Easy, affordable access to the Internet is not a reality for all Americans, so to attempt to tackle that behemoth of the broadband age, the FCC is circulating a proposal to approve a potential $9.25/month subsidy for low-income households. Plenty of reaction came streaming in, much of it positive, but some of it doubtful of the plan’s full effectiveness.
Basically, the draft order — circulated by FCC Chair Tom Wheeler and Commissioner Mignon Clyburn on Tuesday — proposes that low income consumers could apply the $9.25 per month to broadband service as well as bundled voice and data service packages as part of the FCC’s Lifeline program. Building on the Commission’s 2012 reforms, the order would reportedly establish a National Eligibility Verifier to try to deter waste, fraud and abuse, which has been a past criticism.
Consumer groups generally came out on the pro side, including Public Knowledge. “The proposal not only modernizes the Lifeline program, but it also takes significant steps to protect the integrity of the universal service fund and ensure Lifeline remains sustainable into the future,” Phillip Berenbroick, counsel for government affairs at Public Knowledge, says.
He adds that the proposal increases competition by allowing more broadband providers to offer Lifeline-supported service. “It also establishes a third-party verifier and sets minimum broadband standards while eliminating virtually any potential for fraud,” Berenbroick concludes.
Comcast blogged its general approval of the FCC proposal, but added the caveat that cost is not the only issue with broadband adoption. David L. Cohen, senior executive vice president and chief diversity officer in public policy at Comcast, says that the program only addresses one of the obstacles.
“Rigorous quantitative research by the Census Bureau and NTIA and economists at the FCC has shown that the primary barrier to adoption is not the cost of the service, but rather is a bucket of digital literacy issues, including a perceived lack of relevance of the Internet and a lack of understanding as to its value or usefulness,” Cohen says. “For example, in October 2014, the NTIA found that 48% of households who do not adopt broadband cited lack of need/lack of interest as the main reason.”
Cohen also underlines that careful attention must remain on eliminating waste, fraud, and abuse in the program, especially since the service is financed by U.S. consumers.
FCC Commissioner Michael O’Rielly came out swinging immediately after the proposal was circulated with the following statement: “I haven’t had a chance to review all 150 pages yet, but as usual, the ‘Fact Sheet’ released this morning raises more questions than answers. It’s impossible to tell whether the ‘budget mechanism’ is actually a budget in any real sense of the word.”
Previously, he’s been very vocal about his worries surrounding the expansion of Lifeline. In a blog he posted last week, he asked for a “hard budget” on any reform.

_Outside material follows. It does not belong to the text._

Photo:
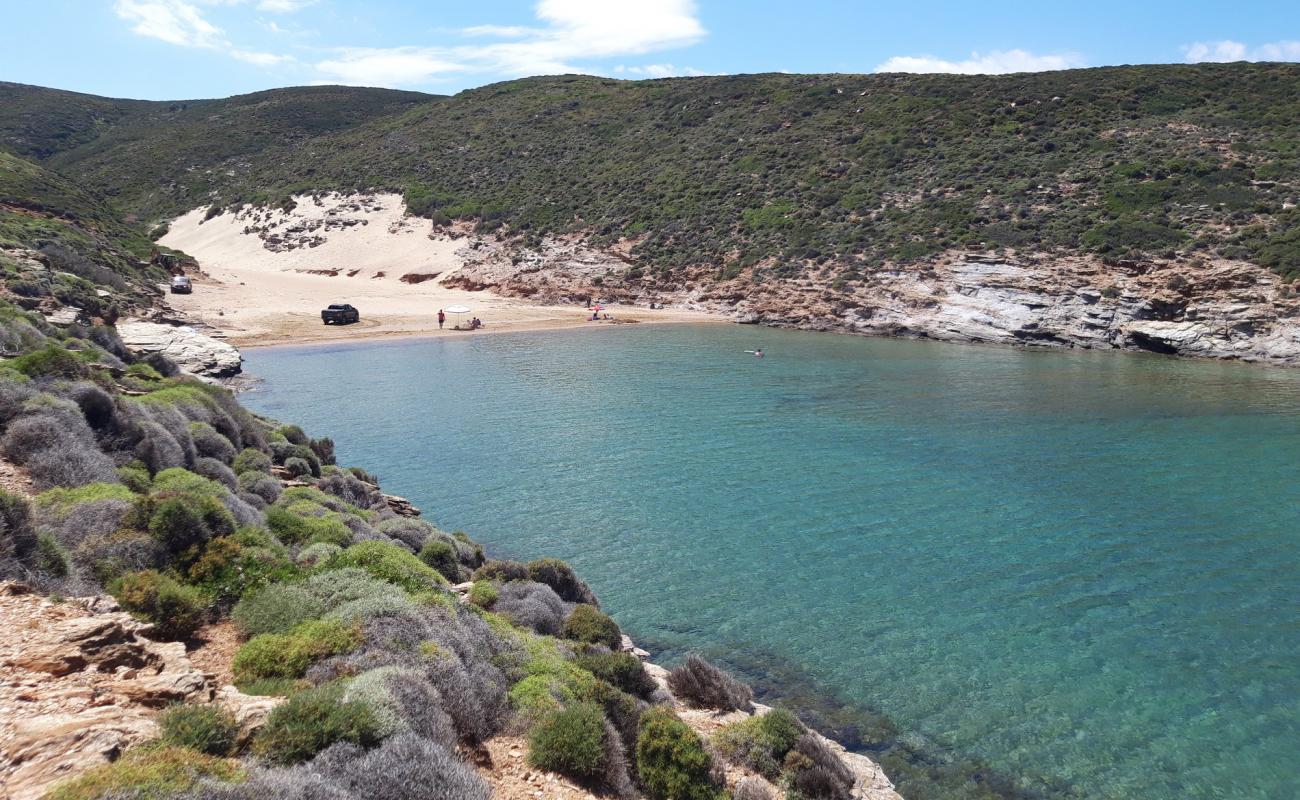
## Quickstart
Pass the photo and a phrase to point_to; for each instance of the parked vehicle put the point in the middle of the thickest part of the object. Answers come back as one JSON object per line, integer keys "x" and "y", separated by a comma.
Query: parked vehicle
{"x": 341, "y": 314}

“Failing a major change in direction, the FCC is preparing to massively expand the size and scope of the Lifeline Program without the necessary inclusion of a hard budget or financial constraints,” O’Rielly states in that March 3 post. “Such irresponsible action will balloon a program plagued by waste, fraud and abuse and result in higher phone bills for every American – including those already struggling in the current economy. In sum, it’s a recipe for disaster, and I can’t and won’t be part of it.”
The proposed order will be voted on by the FCC on March 31.